Since you don't care about us and are unwilling to control illegal immigration, lower our taxes and encourage people to work instead of giving them welfare, I don't care.
Guess, why it is a No Show on the FOXNews web page. Another MSM panic news play followed by a non-story.
Ain't that the truth. My husband uses it to make some bait cr*p for kokannee fishing. It's been banned to the garage, and I'm not KIDDING! GAG!!
At least you have a possible link to go by.
I think that only smells like garlic after the body has absorbed it and you breathe it back out.
You should hope nothing serious happens to these people. And if it does, then I hope you regret this classless statement.
Is that anything like a flank two?
The tiles were made of paper...
My uncle has lots right next to the post office, and reported is was acid which someone dropped on the floor.
Things like this remind me of when a local office was thrown into a full blown panic and evacuated because someone saw some white powder in the cabinet under the lunchroom sink.
Fire, Police, Hazmat teams, the whole 9 yards.
Uhhh, the cluephone is ringing, it was spilled sink cleanser.
??
THE MINERAL NATIVE ARSENIC
Chemistry: As, Elemental Arsenic
Class: Elements
Group: Arsenic
Uses: A very minor ore of arsenic and as mineral specimens.
Specimens
Arsenic is historically the poison of choice for many murders, in reality and in fiction. Here, arsenic is dealt with only as mineral specimens and is not to be ingested. Although it has been used as a poison, arsenic has many chemical uses and is quite an important element.
Arsenic does not often form in its elemental state and is far more common in sulfides and sulfosalts such as arsenopyrite, orpiment, realgar, lollingite and tennantite. Due to the abundance of these arsenic bearing ores and the rarity of native arsenic, it is not an important ore of itself. Native arsenic is found in silver ore veins and is processed along with the silver ore and is therefore is a minor source of arsenic.
Native arsenic is usually found to have a trigonal symmetry but a very rare orthorhombic arsenic is known from Saxony, Germany and is named arsenolamprite. The two minerals are called polymorphs (many shapes) because they have the same chemistry, As, but different structures.
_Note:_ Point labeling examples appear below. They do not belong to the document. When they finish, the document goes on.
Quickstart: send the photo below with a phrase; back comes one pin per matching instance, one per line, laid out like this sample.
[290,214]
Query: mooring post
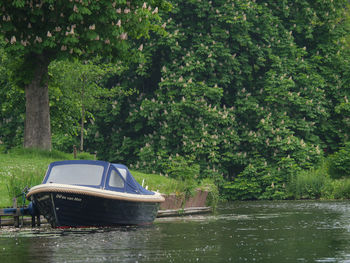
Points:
[33,221]
[38,220]
[74,151]
[15,217]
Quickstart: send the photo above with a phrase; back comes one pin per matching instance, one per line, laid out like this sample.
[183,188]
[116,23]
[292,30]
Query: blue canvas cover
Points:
[132,186]
[91,174]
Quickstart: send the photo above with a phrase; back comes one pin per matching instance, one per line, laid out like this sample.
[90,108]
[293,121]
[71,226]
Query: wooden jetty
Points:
[16,216]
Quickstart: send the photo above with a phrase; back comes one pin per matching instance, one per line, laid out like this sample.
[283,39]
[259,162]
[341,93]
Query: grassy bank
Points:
[22,168]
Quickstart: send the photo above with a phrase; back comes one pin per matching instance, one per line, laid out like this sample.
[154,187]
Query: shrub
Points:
[309,184]
[337,189]
[339,163]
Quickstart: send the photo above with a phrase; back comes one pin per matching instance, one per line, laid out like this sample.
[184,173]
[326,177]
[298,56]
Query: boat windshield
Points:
[82,174]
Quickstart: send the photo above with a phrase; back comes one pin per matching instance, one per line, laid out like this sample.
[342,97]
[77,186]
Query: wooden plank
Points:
[185,211]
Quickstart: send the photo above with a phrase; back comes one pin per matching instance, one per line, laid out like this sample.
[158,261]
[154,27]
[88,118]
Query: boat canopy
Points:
[96,174]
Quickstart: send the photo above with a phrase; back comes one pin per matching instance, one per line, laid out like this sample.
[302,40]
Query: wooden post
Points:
[15,217]
[33,221]
[75,151]
[38,220]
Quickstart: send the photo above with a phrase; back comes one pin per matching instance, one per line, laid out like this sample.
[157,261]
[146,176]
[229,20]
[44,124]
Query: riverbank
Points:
[22,168]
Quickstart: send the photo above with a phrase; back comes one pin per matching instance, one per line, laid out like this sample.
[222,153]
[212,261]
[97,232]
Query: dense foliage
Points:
[249,93]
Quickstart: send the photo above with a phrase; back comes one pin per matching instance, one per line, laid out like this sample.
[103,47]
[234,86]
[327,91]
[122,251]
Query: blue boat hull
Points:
[83,210]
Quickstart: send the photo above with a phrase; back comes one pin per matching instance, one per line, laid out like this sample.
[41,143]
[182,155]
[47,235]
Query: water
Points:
[287,231]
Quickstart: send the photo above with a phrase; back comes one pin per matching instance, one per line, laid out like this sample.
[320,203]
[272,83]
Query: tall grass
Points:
[309,184]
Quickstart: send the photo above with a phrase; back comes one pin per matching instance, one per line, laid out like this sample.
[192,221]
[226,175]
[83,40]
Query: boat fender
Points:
[32,209]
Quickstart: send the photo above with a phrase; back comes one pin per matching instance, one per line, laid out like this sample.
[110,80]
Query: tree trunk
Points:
[82,116]
[37,131]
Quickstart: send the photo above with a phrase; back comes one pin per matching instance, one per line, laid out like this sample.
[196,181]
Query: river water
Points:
[285,231]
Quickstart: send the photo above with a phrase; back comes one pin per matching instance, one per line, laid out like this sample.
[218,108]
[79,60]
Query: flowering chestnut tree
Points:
[40,31]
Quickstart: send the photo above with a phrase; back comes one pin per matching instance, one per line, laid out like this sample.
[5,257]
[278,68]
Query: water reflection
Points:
[237,232]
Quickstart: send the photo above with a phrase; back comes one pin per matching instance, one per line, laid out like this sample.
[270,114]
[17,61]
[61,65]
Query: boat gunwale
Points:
[89,191]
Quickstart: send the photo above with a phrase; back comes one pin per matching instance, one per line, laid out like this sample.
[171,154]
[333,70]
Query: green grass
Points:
[22,168]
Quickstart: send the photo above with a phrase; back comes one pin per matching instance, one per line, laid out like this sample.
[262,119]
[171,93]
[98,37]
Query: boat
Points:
[85,193]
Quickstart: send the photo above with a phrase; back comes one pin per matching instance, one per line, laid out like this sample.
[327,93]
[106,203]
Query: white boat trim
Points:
[83,190]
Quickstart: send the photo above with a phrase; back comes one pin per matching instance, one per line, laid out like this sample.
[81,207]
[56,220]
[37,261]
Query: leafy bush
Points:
[20,180]
[307,185]
[339,163]
[336,189]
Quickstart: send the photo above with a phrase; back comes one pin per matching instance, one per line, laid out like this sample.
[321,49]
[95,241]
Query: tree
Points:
[76,89]
[40,31]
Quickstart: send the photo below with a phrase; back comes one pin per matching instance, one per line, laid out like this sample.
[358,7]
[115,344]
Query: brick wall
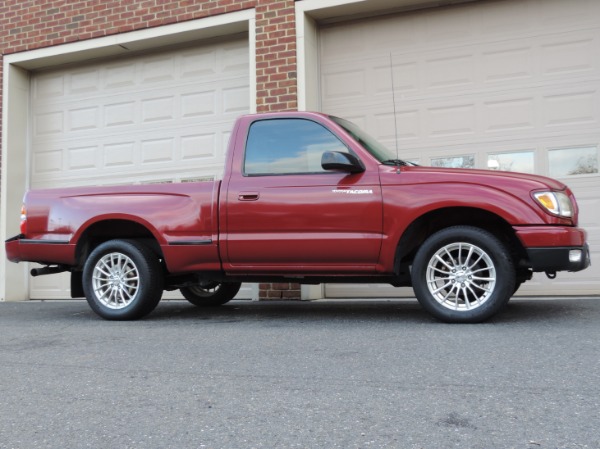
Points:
[32,24]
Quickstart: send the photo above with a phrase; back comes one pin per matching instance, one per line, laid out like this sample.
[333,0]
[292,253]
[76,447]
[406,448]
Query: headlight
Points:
[556,203]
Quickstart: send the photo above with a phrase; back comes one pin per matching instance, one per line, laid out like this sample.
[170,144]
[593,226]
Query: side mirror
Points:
[336,160]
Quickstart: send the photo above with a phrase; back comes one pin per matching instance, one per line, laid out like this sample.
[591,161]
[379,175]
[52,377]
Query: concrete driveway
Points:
[326,374]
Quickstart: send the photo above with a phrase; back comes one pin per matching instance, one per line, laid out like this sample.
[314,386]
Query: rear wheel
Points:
[122,280]
[463,274]
[211,293]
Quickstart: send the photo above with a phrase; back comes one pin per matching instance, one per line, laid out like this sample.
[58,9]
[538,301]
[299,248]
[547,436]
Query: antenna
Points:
[395,120]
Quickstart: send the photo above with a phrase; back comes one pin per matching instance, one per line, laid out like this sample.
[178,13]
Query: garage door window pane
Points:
[467,161]
[573,161]
[522,161]
[286,146]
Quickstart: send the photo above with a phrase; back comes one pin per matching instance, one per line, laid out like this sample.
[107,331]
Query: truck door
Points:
[285,213]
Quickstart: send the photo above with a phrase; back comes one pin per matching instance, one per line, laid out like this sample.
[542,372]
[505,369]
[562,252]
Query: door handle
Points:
[248,196]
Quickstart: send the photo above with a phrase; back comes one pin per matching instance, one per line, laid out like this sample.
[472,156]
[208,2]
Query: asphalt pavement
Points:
[323,374]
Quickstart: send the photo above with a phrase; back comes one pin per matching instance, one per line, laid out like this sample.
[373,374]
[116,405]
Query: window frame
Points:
[301,173]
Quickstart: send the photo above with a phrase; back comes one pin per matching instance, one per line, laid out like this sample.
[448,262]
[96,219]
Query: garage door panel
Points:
[507,81]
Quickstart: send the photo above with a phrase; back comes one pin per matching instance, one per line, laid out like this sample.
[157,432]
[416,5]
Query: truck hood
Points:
[511,182]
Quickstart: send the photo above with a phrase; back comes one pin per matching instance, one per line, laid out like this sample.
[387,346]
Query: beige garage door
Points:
[160,117]
[511,84]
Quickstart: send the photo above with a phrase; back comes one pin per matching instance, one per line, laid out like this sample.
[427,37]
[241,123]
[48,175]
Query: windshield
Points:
[379,151]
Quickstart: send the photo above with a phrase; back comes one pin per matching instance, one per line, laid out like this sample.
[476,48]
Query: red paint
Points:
[328,224]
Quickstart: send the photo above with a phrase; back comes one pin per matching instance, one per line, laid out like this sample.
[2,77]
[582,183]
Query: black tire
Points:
[210,293]
[463,274]
[122,280]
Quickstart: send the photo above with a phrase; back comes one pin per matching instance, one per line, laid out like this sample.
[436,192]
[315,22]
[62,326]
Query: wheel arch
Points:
[103,230]
[435,220]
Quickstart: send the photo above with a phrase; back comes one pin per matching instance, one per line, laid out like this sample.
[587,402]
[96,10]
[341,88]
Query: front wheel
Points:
[463,274]
[211,293]
[122,280]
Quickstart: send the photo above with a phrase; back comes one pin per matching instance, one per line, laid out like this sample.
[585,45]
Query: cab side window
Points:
[288,146]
An obscure variety name for the concentrically banded or "shelly" arsenic is "scherbencobalt". Some arsenic will have some antimony in its structure and native antimony is nearly indistinguishable from arsenic.
PHYSICAL CHARACTERISTICS:
Color is tin-white which quickly tarnishes to dark gray or black.
Luster is metallic but the tarnish will often dull the luster dramatically.
Transparency: Crystals are opaque.
Crystal System is trigonal; bar 3 2/m
Crystal Habits include rare pseudocubic rhombohedral crystals and acicular radial aggregates. More commonly found in fine grained masses with concentric bands or botryoidal crusts.
Cleavage is perfect in one direction (basal), but rarely visible.
Fracture is uneven.
Hardness is 3 - 4
Specific Gravity is 5.4 - 5.9+ (somewhat heavy for a metallic mineral)
Streak is black.
Associated Minerals include silver, dyscrasite, barite, cinnabar and nickeline.
Other Characteristics: Will often have a garlic odor and is poisonous.
Notable Natural Occurrences include Vosges, France; Kongsberg, Norway; Saxony and Harz Mountains, Germany; Honshu, Japan; England; Italy and Santa Cruz Co., Arizona and New Jersey, USA.
Best Field Indicators are tarnish, density, softness, crystal habits, color, garlic smell and associations.
Yes. There is some truth to that...
Mustard gas has a garlic smell and is a blistering agent.
Just posing that as a theory. I pray it's an overreaction.